With all the excitement over the excessive volume traded on Nasdaq Tuesday I should have also revisited my complaining, not only with the crypto garbage but with that nonsense with Quantum stocks. You do recall my ranting about QUBT a month ago, don’t you?
As you can see, that stock has just about completed a round trip, so we can now say the speculative fever has broken there. Maybe quantum computing will turn out to be the greatest thing since AI, but my experience is that it won’t come from some stock that used to be a beverage company.

The air did come out of some of that speculative bubble in Wednesday’s trading though. You see Nasdaq had its first negative volume day in eleven trading days. Upside volume was a mere 30% of total volume (which was nearly five billion shares fewer than the day prior) which is the worst day for Nasdaq’s volume since the early September rout.
While that type of reading might be excessive for a day–Nasdaq was down a mere ten points–it is what needs to happen to correct the excesses that have built up over the last few months.
Speaking of the last few months, have you noticed that the S&P is trading pretty much where it did the day after the election. Let that be yet another reminder that this is not like the 2016 or the 2020 election but I suspect by now you know that.
So, is that a head and shoulders top in the S&P? It sure looks like it. That’s what the bears will see. The bulls will see a market that has gone sideways. So unless or until we see the S&P break that 5850 area we don’t know based on the pattern alone.

What we do know is that this week has seen breadth clock in on the red side all three days. Recall that as we fill in negative breadth readings on that table we can start to imagine an oversold reading heading our way. Remember the exact day is not the important part, it’s the general time frame and how we get there. Here is the updated table and the accompanying Oscillator charts.

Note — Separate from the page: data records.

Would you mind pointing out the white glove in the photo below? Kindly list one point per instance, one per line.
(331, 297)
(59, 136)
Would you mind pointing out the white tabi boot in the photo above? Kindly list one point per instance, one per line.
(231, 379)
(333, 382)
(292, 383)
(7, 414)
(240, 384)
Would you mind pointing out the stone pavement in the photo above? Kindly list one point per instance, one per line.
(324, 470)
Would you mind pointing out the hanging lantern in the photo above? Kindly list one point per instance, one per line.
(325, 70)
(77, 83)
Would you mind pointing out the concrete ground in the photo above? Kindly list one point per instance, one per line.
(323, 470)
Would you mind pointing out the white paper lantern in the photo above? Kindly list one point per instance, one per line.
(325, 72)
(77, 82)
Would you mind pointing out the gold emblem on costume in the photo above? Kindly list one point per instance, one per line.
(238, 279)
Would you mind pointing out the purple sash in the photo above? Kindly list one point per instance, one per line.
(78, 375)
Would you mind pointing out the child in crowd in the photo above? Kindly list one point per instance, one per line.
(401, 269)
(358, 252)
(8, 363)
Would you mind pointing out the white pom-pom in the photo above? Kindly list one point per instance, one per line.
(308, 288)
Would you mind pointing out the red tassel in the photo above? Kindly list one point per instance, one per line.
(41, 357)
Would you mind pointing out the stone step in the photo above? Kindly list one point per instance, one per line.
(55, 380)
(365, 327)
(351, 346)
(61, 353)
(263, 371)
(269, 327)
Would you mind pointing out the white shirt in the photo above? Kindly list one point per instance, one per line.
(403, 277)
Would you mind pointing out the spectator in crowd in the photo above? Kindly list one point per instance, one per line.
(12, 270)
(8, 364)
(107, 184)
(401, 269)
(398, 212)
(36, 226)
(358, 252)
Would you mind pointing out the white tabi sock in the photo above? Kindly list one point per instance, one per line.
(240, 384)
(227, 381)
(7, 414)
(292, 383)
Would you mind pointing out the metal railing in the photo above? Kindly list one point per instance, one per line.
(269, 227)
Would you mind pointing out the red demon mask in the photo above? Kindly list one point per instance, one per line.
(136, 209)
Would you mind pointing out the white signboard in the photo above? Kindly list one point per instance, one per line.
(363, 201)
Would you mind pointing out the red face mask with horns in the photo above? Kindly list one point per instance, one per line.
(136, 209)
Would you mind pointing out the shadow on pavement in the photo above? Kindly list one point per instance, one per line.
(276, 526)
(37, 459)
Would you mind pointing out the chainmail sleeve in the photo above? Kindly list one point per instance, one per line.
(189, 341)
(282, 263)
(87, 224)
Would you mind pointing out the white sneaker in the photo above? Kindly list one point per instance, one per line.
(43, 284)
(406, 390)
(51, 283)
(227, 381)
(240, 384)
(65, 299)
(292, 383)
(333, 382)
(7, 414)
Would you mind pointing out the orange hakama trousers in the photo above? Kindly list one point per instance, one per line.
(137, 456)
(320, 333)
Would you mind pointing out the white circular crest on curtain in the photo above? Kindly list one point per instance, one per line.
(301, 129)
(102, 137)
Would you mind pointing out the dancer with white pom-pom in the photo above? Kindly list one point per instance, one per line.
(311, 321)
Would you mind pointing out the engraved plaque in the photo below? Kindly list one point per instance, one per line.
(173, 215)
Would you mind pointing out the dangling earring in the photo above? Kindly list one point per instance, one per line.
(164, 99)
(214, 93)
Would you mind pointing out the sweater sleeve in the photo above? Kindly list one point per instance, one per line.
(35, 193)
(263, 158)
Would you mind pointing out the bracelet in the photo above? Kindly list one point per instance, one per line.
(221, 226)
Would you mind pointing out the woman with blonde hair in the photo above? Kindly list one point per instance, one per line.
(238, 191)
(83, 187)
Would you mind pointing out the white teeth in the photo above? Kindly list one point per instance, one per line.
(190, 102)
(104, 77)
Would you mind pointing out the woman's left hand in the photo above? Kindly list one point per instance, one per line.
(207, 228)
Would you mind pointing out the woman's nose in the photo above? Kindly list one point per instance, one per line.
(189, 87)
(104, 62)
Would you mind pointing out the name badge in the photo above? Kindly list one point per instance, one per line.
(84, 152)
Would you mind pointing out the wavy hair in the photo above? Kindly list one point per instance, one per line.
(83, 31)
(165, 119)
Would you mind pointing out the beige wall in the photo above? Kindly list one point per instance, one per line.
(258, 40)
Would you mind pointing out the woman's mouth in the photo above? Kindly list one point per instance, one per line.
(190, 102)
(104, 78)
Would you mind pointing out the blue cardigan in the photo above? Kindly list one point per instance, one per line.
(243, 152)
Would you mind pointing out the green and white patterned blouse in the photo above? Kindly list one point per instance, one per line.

While Wednesday was just more chop—the S&P has been in a range of 5900-6100 for two months now. Imagine a stock that trades 59-61 for months—it’s like watching paint dry! The bonds got some attention.
It began with not one, not two, but three articles on Bloomberg talking about rates going to 5% and how many were positioned for it either via options or futures. Then CNBC finally decided that almost every guest had to be asked about rates, something we haven’t seen before.
Is that hysteria? Not really but it did feel like a Realization Day. As a reminder, I consider that when we have had a trend in place and folks sort of shrug at said trend and then one day they decide that wait a minute, this trend is important. Wednesday had a bit of that feel, like all of a sudden folks realized rates were important. The DSI remains at 10.
I don’t know if this is the low, but it is starting to feel like this is the area. Maybe the Employment number will provide hysteria. It’s just starting to feel awfully late for this rate move.
After all, the homebuilders and the REITs have shrugged it away for weeks now.